Improving product recommendation systems using sentiment analysis

Aakash Goel
Data Science at Microsoft
8 min readJul 5, 2022


When customers are looking to make an online purchase, an important factor involved in their search process is how quickly they are able to locate an item they want to buy. The use of recommendation systems is an important way to help link customers with what they are looking for.

Recommendation systems learn from customers as they interact online and suggest products that customers are likely to find valuable among all the available alternatives.

Problem statement

It is commonplace for electronic commerce platforms to ask their users to rate and review the products they offer. Users typically check these product reviews for positive responses or higher ratings from other purchasers, to help determine whether a product is considered good to buy, or for negative responses or lower ratings to help determine whether a product is not considered a good buy. As a result, both ratings (numbers) and reviews (text) can be used to generate better product recommendations instead of relying only on ratings. In this way, a defining characteristic of better product recommendations is that whatever products are suggested by the recommendation system should have positive sentiment as well.

How to approach the problem?

When both reviews and ratings are available, there are three steps involved in recommending products to users.

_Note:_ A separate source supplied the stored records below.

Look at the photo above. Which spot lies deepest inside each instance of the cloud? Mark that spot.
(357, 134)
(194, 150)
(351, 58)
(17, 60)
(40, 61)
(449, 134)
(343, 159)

  • Step 1: Build the product recommendation system using a User-User–based approach.
  • Step 2: Build sentiment analysis using logistic regression.
  • Step 3: Connect the dots — improve product recommendations using sentiment analysis.
Figure 1: Steps to follow in approaching the product recommendation problem.

Recommendation systems filter data by using different algorithms and recommending the most relevant items to a wide variety of users. This is accomplished by taking into consideration past user behavior on a platform as a basis for products to recommend to the user as these products are estimated to be those most likely for the user to buy. In this way, recommendation systems not only present an opportunity to generate more revenue, but also to personalize the user journey.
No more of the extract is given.